È il triste bilancio che Oxfam denuncia a cinque anni dalla firma dell’accordo Italia-Libia. «Un patto costato ai contribuenti italiani – aggiunge la Ong -, solamente per le missioni militari ad esso collegate, ben 962 milioni di euro (di cui 207,4 nel 2021), ma che non è servito a fermare le morti in mare. Anzi ha impedito alle associazioni umanitarie di prestare soccorso, mettendo ancora più a rischio la vita dei migranti».

«Il nostro Paese continua a rendersi complice, finanziando la Guardia Costiera o altre autorità libiche palesemente conniventi con i trafficanti di esseri umani. – ha detto Paolo Pezzati, policy advisor per le emergenze umanitarie di Oxfam Italia.  Su 32 mila migranti riportati indietro dalla Guardia Costiera libica solo l’anno scorso, al momento si ha notizia di 12 mila persone che si trovano in 27 centri di detenzione ufficiali, mentre degli altri 20 mila  si sono perse le tracce».

In Libia si assiste a una macroscopica e perdurante violazione dei diritti umani, che come denunciato dalle Nazioni Unite, non avviene solo ad opera di gruppi armati o trafficanti libici e internazionali, ma con la complicità di funzionari della Direzione per la lotta all’immigrazione illegale (DCIM) del Ministero dell’Interno libico. Episodi di gravissime violenze e di stupri sono stati recentemente documentati nella struttura carceraria di Mitiga, così come in altri centri di detenzione ufficiali gestiti a Zawiyah, Tripoli e dintorni.

Quel digiuno da sostenere

Un digiuno contro ”il rinnovo del Memorandum Italia-Libia, che il Parlamento è convocato a rinnovare il 2 novembre”. E’ la protesta lanciata da padre Alex Zanotelli in un sit-in organizzato a Piazza SS. Apostoli, a Roma. L’appello del missionario è rivolto ai parlamentari: “Un accordo criminale colpevole di così tanti morti in Libia e nel Mediterraneo. Ci appelliamo alla coscienza di voi politici affinché ripudiate questo accordo per non macchiarvi del sangue di così tanti innocenti e impoveriti”. 

”Protestiamo con forza perché ci è stato di nuovo negato il permesso di collocarci davanti al Parlamento italiano per sottolineare la dimensione politica di quanti, quel giorno, digiunano nelle loro case  o nei monasteri, o nelle piazze di varie città”, dice Zanotelli.       

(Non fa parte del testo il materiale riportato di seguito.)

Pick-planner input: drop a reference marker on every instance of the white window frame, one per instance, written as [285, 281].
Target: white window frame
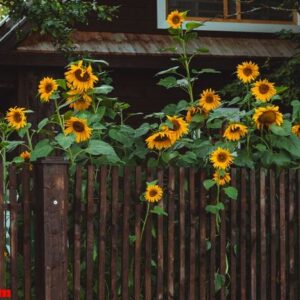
[228, 26]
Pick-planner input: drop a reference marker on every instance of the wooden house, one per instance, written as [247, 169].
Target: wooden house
[234, 31]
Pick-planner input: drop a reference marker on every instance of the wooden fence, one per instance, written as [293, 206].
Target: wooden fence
[86, 243]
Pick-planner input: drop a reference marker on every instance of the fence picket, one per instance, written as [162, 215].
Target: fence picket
[77, 234]
[102, 231]
[114, 233]
[138, 244]
[202, 238]
[160, 244]
[192, 254]
[26, 231]
[90, 234]
[171, 217]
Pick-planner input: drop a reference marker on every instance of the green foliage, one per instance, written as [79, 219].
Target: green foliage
[57, 18]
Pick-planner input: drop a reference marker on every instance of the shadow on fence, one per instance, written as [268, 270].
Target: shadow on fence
[78, 237]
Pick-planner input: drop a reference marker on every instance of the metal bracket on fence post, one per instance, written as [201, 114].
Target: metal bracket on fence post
[51, 190]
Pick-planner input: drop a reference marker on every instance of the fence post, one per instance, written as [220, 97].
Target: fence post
[51, 190]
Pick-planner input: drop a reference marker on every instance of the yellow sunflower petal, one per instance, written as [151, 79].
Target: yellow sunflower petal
[154, 193]
[209, 100]
[221, 158]
[16, 117]
[175, 19]
[235, 132]
[247, 71]
[263, 90]
[79, 127]
[266, 116]
[47, 87]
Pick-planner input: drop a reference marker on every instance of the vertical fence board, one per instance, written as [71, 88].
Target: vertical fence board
[253, 234]
[273, 235]
[171, 217]
[90, 234]
[2, 231]
[77, 234]
[202, 238]
[138, 244]
[13, 231]
[192, 254]
[160, 245]
[114, 233]
[291, 228]
[243, 214]
[26, 231]
[282, 236]
[125, 246]
[102, 232]
[181, 235]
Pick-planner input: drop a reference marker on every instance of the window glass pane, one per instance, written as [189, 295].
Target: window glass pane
[198, 8]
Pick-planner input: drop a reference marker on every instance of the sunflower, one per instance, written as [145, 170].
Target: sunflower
[160, 140]
[81, 77]
[79, 128]
[221, 178]
[16, 117]
[235, 131]
[47, 87]
[83, 101]
[25, 155]
[266, 116]
[209, 100]
[192, 111]
[154, 193]
[296, 129]
[175, 19]
[221, 158]
[263, 90]
[247, 71]
[180, 127]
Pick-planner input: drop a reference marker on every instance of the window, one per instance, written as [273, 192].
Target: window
[234, 15]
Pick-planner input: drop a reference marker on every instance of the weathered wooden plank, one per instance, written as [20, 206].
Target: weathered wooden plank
[102, 231]
[273, 236]
[138, 242]
[291, 228]
[171, 229]
[182, 279]
[160, 244]
[233, 228]
[263, 242]
[90, 234]
[125, 244]
[77, 235]
[202, 238]
[114, 233]
[282, 235]
[26, 231]
[13, 231]
[2, 231]
[243, 214]
[192, 255]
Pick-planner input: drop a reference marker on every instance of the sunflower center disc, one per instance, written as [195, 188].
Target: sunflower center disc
[48, 88]
[176, 20]
[209, 99]
[82, 75]
[78, 126]
[222, 157]
[17, 117]
[269, 117]
[264, 88]
[152, 193]
[247, 71]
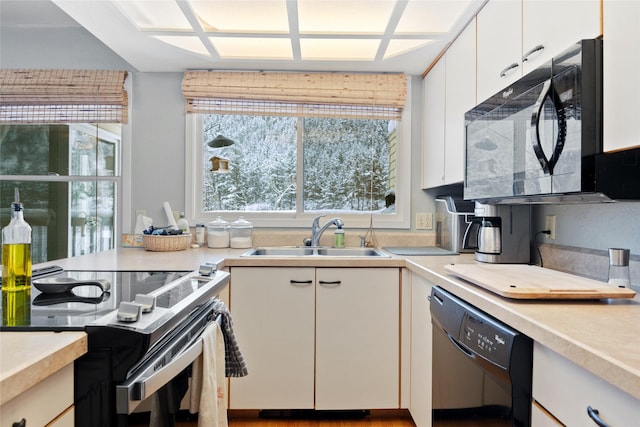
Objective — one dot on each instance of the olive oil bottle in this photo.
(16, 268)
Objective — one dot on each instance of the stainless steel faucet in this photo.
(316, 230)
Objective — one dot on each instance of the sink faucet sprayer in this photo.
(316, 230)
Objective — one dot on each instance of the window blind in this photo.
(366, 96)
(63, 96)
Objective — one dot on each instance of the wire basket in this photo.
(158, 243)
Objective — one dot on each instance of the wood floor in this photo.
(394, 418)
(252, 419)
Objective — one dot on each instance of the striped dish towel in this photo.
(235, 366)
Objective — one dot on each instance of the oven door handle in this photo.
(136, 389)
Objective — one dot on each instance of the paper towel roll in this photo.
(170, 218)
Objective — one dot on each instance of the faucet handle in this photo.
(316, 220)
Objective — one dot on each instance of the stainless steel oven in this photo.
(143, 330)
(482, 368)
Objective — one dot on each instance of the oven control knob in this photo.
(129, 312)
(148, 302)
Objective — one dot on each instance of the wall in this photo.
(157, 143)
(154, 163)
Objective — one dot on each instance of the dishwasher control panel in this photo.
(486, 338)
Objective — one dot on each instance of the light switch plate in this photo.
(424, 221)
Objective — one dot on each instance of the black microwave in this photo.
(540, 139)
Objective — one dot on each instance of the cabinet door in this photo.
(566, 390)
(621, 90)
(357, 338)
(551, 26)
(42, 403)
(273, 315)
(460, 97)
(499, 46)
(433, 123)
(421, 336)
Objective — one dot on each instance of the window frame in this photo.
(193, 184)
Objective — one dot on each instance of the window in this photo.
(282, 171)
(66, 167)
(303, 144)
(68, 177)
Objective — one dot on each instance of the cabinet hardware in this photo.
(511, 67)
(330, 283)
(538, 48)
(595, 416)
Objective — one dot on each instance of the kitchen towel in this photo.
(208, 384)
(235, 366)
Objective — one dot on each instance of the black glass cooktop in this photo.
(80, 305)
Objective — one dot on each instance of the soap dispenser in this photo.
(338, 237)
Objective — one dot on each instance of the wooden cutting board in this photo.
(521, 281)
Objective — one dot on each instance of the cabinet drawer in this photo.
(566, 390)
(43, 402)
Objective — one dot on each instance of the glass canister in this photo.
(619, 267)
(241, 233)
(218, 233)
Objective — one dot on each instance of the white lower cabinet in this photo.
(323, 338)
(421, 336)
(48, 403)
(563, 392)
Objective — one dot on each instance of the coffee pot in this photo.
(499, 233)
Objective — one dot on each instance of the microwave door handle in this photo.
(548, 91)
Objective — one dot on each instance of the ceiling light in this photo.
(192, 44)
(250, 16)
(154, 15)
(252, 47)
(399, 46)
(429, 17)
(339, 49)
(344, 16)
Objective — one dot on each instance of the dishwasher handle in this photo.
(463, 348)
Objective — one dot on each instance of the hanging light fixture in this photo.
(220, 164)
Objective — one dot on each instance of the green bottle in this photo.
(16, 268)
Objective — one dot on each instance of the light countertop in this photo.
(28, 358)
(602, 336)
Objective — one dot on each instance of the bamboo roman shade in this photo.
(368, 96)
(63, 96)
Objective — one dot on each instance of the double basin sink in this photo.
(303, 251)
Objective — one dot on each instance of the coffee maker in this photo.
(499, 234)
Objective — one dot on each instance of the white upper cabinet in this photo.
(448, 93)
(516, 36)
(621, 90)
(433, 102)
(499, 46)
(460, 97)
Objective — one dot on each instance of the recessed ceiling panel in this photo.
(431, 16)
(249, 16)
(252, 48)
(398, 47)
(190, 43)
(344, 16)
(339, 49)
(154, 15)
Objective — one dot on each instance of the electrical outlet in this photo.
(424, 221)
(550, 224)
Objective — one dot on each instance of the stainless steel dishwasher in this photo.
(482, 368)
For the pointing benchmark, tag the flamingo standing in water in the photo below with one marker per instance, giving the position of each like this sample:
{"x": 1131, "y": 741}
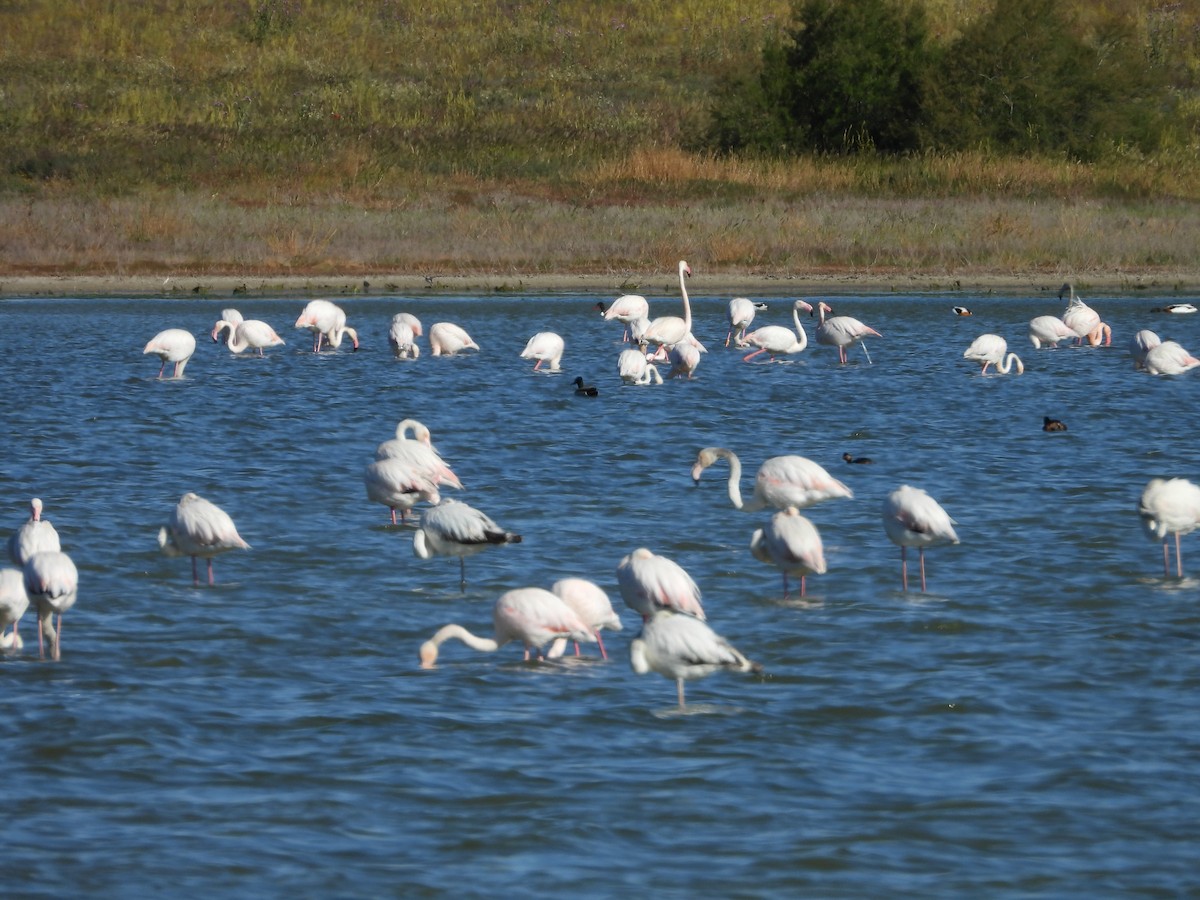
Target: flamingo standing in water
{"x": 172, "y": 346}
{"x": 533, "y": 616}
{"x": 1170, "y": 507}
{"x": 777, "y": 340}
{"x": 199, "y": 529}
{"x": 682, "y": 647}
{"x": 913, "y": 519}
{"x": 649, "y": 582}
{"x": 841, "y": 331}
{"x": 791, "y": 544}
{"x": 781, "y": 481}
{"x": 989, "y": 349}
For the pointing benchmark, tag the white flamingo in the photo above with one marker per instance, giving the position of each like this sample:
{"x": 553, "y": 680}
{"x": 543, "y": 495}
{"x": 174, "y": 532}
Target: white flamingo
{"x": 199, "y": 528}
{"x": 841, "y": 331}
{"x": 990, "y": 349}
{"x": 651, "y": 582}
{"x": 532, "y": 616}
{"x": 545, "y": 347}
{"x": 777, "y": 340}
{"x": 35, "y": 535}
{"x": 52, "y": 582}
{"x": 172, "y": 346}
{"x": 682, "y": 647}
{"x": 1170, "y": 507}
{"x": 791, "y": 544}
{"x": 448, "y": 339}
{"x": 457, "y": 529}
{"x": 913, "y": 519}
{"x": 781, "y": 481}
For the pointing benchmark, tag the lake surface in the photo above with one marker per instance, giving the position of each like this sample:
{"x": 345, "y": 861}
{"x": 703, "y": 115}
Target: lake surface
{"x": 1027, "y": 727}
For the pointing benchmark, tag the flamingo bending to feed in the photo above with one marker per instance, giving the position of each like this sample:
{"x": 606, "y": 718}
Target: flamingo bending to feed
{"x": 327, "y": 321}
{"x": 199, "y": 528}
{"x": 777, "y": 340}
{"x": 592, "y": 605}
{"x": 781, "y": 481}
{"x": 532, "y": 616}
{"x": 682, "y": 647}
{"x": 791, "y": 544}
{"x": 544, "y": 347}
{"x": 1170, "y": 507}
{"x": 841, "y": 331}
{"x": 457, "y": 529}
{"x": 913, "y": 519}
{"x": 51, "y": 582}
{"x": 35, "y": 535}
{"x": 447, "y": 340}
{"x": 649, "y": 582}
{"x": 172, "y": 346}
{"x": 990, "y": 349}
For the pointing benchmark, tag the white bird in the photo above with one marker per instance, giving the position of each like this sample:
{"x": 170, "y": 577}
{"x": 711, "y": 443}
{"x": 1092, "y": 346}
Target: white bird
{"x": 591, "y": 604}
{"x": 327, "y": 321}
{"x": 246, "y": 335}
{"x": 913, "y": 519}
{"x": 791, "y": 544}
{"x": 13, "y": 603}
{"x": 990, "y": 349}
{"x": 35, "y": 535}
{"x": 777, "y": 340}
{"x": 447, "y": 340}
{"x": 651, "y": 582}
{"x": 51, "y": 582}
{"x": 544, "y": 347}
{"x": 172, "y": 346}
{"x": 682, "y": 647}
{"x": 532, "y": 616}
{"x": 742, "y": 312}
{"x": 457, "y": 529}
{"x": 199, "y": 528}
{"x": 1169, "y": 358}
{"x": 635, "y": 369}
{"x": 1170, "y": 507}
{"x": 1048, "y": 331}
{"x": 841, "y": 331}
{"x": 781, "y": 481}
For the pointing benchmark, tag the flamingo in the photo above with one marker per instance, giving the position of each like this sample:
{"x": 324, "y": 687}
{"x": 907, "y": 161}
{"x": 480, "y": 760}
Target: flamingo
{"x": 777, "y": 340}
{"x": 397, "y": 484}
{"x": 913, "y": 519}
{"x": 649, "y": 582}
{"x": 327, "y": 321}
{"x": 544, "y": 347}
{"x": 682, "y": 647}
{"x": 841, "y": 331}
{"x": 199, "y": 528}
{"x": 457, "y": 529}
{"x": 781, "y": 481}
{"x": 1170, "y": 507}
{"x": 591, "y": 604}
{"x": 791, "y": 544}
{"x": 35, "y": 535}
{"x": 247, "y": 335}
{"x": 51, "y": 582}
{"x": 1049, "y": 330}
{"x": 172, "y": 346}
{"x": 1169, "y": 358}
{"x": 989, "y": 349}
{"x": 447, "y": 340}
{"x": 13, "y": 603}
{"x": 742, "y": 311}
{"x": 532, "y": 616}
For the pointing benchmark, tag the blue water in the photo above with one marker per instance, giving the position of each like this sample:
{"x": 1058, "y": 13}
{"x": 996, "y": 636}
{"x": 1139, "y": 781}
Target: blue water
{"x": 1029, "y": 727}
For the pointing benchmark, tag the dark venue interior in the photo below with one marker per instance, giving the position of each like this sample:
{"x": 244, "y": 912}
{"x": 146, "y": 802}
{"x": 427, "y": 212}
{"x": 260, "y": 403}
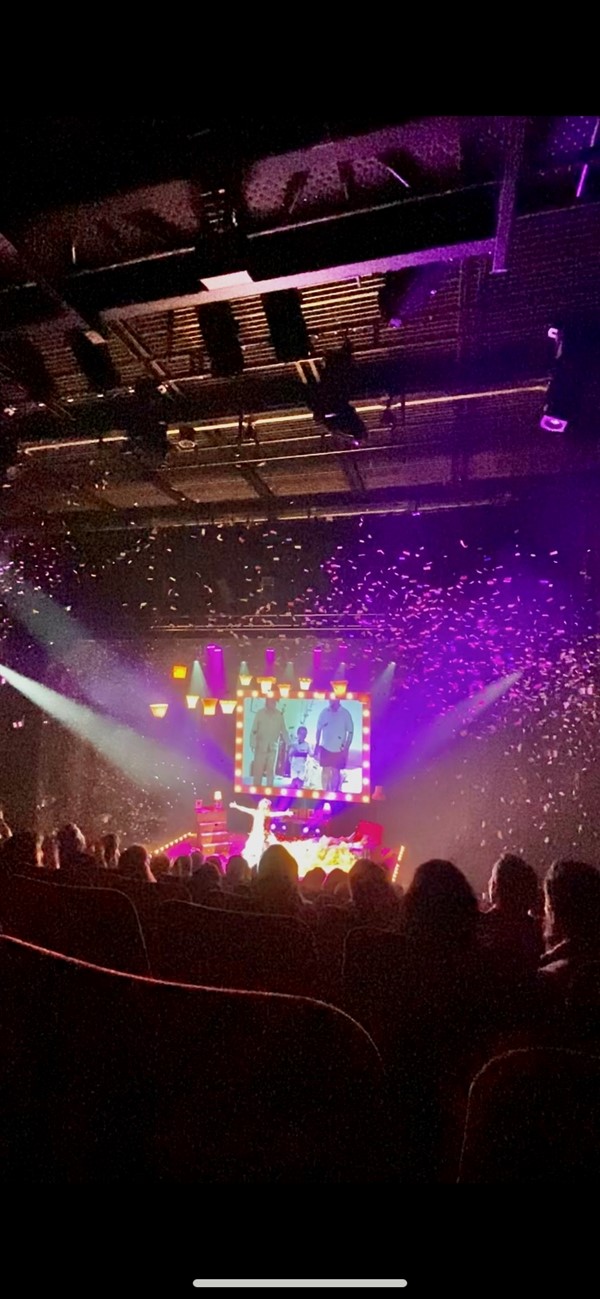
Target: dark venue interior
{"x": 299, "y": 643}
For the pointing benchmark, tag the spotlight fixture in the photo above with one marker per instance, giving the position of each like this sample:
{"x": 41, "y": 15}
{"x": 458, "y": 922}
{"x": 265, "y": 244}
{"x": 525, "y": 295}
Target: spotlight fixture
{"x": 91, "y": 352}
{"x": 147, "y": 425}
{"x": 220, "y": 331}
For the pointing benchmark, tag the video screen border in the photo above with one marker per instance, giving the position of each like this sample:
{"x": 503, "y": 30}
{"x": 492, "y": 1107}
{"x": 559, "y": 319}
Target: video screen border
{"x": 277, "y": 791}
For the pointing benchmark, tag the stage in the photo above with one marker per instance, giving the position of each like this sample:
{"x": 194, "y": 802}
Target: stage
{"x": 313, "y": 847}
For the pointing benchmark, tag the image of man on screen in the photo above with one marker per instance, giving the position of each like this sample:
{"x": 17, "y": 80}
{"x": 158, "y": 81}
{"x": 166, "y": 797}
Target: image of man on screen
{"x": 335, "y": 730}
{"x": 268, "y": 731}
{"x": 298, "y": 756}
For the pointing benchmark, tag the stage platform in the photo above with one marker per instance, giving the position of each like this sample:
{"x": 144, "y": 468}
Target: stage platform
{"x": 308, "y": 852}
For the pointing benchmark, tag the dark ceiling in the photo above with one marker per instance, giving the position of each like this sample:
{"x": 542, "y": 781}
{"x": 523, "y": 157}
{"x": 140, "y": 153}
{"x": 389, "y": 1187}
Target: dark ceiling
{"x": 196, "y": 317}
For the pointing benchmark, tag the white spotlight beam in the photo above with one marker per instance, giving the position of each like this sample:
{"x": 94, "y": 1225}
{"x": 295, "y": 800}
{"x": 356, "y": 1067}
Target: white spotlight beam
{"x": 144, "y": 761}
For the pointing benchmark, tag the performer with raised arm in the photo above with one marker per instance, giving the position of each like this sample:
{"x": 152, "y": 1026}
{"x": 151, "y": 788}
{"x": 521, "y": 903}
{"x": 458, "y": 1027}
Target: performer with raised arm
{"x": 260, "y": 835}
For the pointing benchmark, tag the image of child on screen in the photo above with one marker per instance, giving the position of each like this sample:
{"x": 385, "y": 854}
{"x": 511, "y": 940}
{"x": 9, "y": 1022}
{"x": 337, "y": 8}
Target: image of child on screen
{"x": 268, "y": 733}
{"x": 335, "y": 730}
{"x": 298, "y": 754}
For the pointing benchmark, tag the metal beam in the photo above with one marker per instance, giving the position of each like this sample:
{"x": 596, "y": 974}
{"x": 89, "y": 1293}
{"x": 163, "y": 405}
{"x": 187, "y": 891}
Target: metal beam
{"x": 405, "y": 499}
{"x": 304, "y": 279}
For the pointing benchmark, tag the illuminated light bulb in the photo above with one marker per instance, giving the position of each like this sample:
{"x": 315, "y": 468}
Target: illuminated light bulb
{"x": 159, "y": 709}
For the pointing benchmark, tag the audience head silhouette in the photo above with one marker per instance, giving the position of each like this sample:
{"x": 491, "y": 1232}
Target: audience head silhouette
{"x": 134, "y": 864}
{"x": 439, "y": 906}
{"x": 513, "y": 885}
{"x": 572, "y": 894}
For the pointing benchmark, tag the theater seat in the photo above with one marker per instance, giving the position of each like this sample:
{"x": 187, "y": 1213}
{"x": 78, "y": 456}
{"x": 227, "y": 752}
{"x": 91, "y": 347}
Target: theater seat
{"x": 109, "y": 1077}
{"x": 99, "y": 925}
{"x": 534, "y": 1116}
{"x": 227, "y": 948}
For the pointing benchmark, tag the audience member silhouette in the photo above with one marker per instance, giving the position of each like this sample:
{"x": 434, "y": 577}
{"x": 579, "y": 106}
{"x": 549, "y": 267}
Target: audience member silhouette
{"x": 182, "y": 867}
{"x": 313, "y": 882}
{"x": 72, "y": 848}
{"x": 374, "y": 902}
{"x": 509, "y": 929}
{"x": 275, "y": 886}
{"x": 21, "y": 854}
{"x": 572, "y": 896}
{"x": 160, "y": 865}
{"x": 111, "y": 851}
{"x": 238, "y": 874}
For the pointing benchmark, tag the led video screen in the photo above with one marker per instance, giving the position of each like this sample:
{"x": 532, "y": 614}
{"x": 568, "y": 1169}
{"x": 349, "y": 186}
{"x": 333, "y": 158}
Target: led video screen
{"x": 307, "y": 744}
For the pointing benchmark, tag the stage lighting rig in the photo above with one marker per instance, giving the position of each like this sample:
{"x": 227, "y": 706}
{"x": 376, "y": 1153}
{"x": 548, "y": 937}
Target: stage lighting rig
{"x": 147, "y": 424}
{"x": 573, "y": 396}
{"x": 329, "y": 399}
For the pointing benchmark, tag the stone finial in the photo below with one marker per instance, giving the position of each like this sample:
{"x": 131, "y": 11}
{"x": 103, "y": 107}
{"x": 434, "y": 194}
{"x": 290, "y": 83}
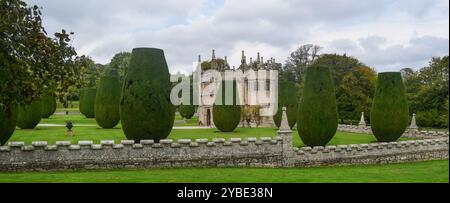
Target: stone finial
{"x": 284, "y": 126}
{"x": 413, "y": 125}
{"x": 362, "y": 122}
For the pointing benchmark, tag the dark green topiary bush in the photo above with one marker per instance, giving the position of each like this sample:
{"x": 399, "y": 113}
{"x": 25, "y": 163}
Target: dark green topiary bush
{"x": 30, "y": 115}
{"x": 107, "y": 100}
{"x": 287, "y": 97}
{"x": 186, "y": 111}
{"x": 226, "y": 117}
{"x": 8, "y": 118}
{"x": 146, "y": 111}
{"x": 389, "y": 116}
{"x": 87, "y": 101}
{"x": 317, "y": 118}
{"x": 48, "y": 106}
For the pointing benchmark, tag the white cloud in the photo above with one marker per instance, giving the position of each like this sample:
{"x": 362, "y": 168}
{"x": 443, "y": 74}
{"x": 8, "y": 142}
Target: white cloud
{"x": 384, "y": 34}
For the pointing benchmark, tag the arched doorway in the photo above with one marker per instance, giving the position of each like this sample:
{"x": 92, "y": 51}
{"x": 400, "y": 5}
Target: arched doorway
{"x": 208, "y": 117}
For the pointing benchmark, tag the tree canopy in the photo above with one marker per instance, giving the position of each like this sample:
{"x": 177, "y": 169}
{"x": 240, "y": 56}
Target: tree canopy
{"x": 32, "y": 63}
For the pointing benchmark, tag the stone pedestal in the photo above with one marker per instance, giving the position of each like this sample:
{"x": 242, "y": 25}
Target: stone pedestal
{"x": 362, "y": 122}
{"x": 413, "y": 128}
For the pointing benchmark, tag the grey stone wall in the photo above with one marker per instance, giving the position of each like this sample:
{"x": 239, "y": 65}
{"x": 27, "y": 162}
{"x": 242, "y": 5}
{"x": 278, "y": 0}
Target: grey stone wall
{"x": 410, "y": 133}
{"x": 234, "y": 152}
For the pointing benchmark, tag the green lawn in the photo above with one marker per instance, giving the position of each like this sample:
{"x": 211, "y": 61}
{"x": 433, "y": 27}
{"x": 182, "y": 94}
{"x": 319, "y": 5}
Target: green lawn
{"x": 53, "y": 134}
{"x": 427, "y": 171}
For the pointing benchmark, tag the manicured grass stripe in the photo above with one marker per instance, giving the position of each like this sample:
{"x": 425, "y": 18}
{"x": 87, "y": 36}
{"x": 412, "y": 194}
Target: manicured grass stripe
{"x": 427, "y": 171}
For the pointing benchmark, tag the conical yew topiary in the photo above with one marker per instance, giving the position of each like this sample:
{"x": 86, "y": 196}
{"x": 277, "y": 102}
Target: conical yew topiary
{"x": 317, "y": 117}
{"x": 186, "y": 111}
{"x": 389, "y": 116}
{"x": 87, "y": 101}
{"x": 146, "y": 111}
{"x": 287, "y": 97}
{"x": 226, "y": 117}
{"x": 29, "y": 115}
{"x": 8, "y": 118}
{"x": 48, "y": 106}
{"x": 107, "y": 100}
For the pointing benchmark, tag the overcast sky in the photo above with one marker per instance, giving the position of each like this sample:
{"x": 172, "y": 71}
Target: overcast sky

Attraverso la sua protesta, il missionario comboniano vuole riportare alla memoria il terribile e vergognoso naufragio del 3 ottobre 2013, quando ben 368 profughi persero la vita davanti alle coste di Lampedusa. “Quel giorno l’Europa ha perso definitivamente la sua innocenza. Oggi il Mediterraneo è diventato il cimitero di oltre 50.000 profughi. È il naufragio dell’Europa dei diritti”. 

Il movimento pacifista esige coerenza e non accetta “cappelli” partitici. E coerenza la si chiede ai parlamentari che pacifisti devono essere nei fatti. E non facendo bella mostra di sé in una manifestazione.